Ignoring inner header rows in pandas dataframe

I am scraping multiple tables from the web that are exactly like this one (the big batting gamelogs table) and I need the dataframe to ignore the inner header rows that start with the month of the season.

Here is my script so far:

from bs4 import BeautifulSoup
import pandas as pd
import csv
import urllib2

def stir_the_soup():
player_links = open('player_links.txt', 'r')
player_ID_nums = open('player_ID_nums.txt', 'r')
id_nums = [x.rstrip('\n') for x in player_ID_nums]
idx = 0
for url in player_links:
#open the url and create bs object
player_link = urllib2.urlopen(url)
bs = BeautifulSoup(player_link, 'html5lib')

#identify which table is needed
table_id = ""
if url[-12] == 'b':
table_id = "batting"
elif url[-12] == 'p':
table_id = "pitching"

#find the table and create dataframe
table = str(bs.find('table', {'id' : (table_id + '_gamelogs')}))

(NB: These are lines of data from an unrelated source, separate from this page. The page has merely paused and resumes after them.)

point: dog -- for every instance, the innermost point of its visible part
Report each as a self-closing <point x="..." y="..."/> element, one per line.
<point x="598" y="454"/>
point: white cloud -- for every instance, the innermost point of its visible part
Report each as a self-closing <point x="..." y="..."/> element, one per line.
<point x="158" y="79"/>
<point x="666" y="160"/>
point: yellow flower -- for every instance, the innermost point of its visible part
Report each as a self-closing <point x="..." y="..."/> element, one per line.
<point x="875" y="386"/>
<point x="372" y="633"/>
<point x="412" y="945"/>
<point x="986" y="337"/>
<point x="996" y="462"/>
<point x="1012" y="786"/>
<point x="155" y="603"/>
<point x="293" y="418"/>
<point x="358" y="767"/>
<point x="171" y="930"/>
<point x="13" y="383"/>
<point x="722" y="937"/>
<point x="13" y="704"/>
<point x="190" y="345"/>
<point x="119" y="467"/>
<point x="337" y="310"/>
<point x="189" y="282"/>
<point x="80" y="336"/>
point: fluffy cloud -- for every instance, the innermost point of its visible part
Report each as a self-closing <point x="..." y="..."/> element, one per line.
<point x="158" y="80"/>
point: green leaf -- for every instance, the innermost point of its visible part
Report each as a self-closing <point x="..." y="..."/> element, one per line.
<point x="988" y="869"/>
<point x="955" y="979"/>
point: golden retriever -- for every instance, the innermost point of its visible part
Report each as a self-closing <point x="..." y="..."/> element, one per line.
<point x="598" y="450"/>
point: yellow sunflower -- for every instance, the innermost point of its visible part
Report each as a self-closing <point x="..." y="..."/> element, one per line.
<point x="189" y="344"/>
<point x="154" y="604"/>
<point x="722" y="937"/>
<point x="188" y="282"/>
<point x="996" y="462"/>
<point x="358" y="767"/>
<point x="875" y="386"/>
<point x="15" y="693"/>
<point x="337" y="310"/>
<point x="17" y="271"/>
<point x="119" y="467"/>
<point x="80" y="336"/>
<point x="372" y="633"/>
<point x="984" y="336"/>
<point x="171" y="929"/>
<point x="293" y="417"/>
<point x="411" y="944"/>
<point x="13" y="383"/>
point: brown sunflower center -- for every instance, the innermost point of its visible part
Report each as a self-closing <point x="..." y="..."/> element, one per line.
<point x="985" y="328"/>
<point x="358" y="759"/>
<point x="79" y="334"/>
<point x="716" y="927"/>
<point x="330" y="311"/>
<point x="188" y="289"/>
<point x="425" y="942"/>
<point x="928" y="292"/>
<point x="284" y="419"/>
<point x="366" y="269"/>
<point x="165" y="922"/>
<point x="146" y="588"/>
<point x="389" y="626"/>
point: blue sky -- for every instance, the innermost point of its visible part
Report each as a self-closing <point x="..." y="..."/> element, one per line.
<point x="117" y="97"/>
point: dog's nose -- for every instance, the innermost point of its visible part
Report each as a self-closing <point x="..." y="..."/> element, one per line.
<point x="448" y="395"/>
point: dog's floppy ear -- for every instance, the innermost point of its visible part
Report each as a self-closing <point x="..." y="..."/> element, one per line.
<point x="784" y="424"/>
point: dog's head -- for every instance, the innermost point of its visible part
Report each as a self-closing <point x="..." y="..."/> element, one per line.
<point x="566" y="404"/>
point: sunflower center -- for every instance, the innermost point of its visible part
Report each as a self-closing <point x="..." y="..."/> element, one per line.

df = pd.read_html(table, header=0)
df2 = df[0]
df2 = df2[df2.PA != 'PA']

#for the name of the file and file path
file_path = '/Users/kramerbaseball/Desktop/MLB_Web_Scraping_Program/game_logs_non_concussed/'
name_of_file = str(id_nums[idx])

df2.to_csv(path_or_buf=(file_path + name_of_file + '.csv'), sep=',', encoding='utf-8')
idx += 1

if __name__ == "__main__":

I tried taking the dataframe and ignoring the rows where PA == PA or HR == HR but it will not delete the rows. Any help is appreciated

Answer Source

Notice that in some inner headers columns values are constant. This will drop intermediate headers from your df:

df3 = df2[df2['Gtm']!='Date']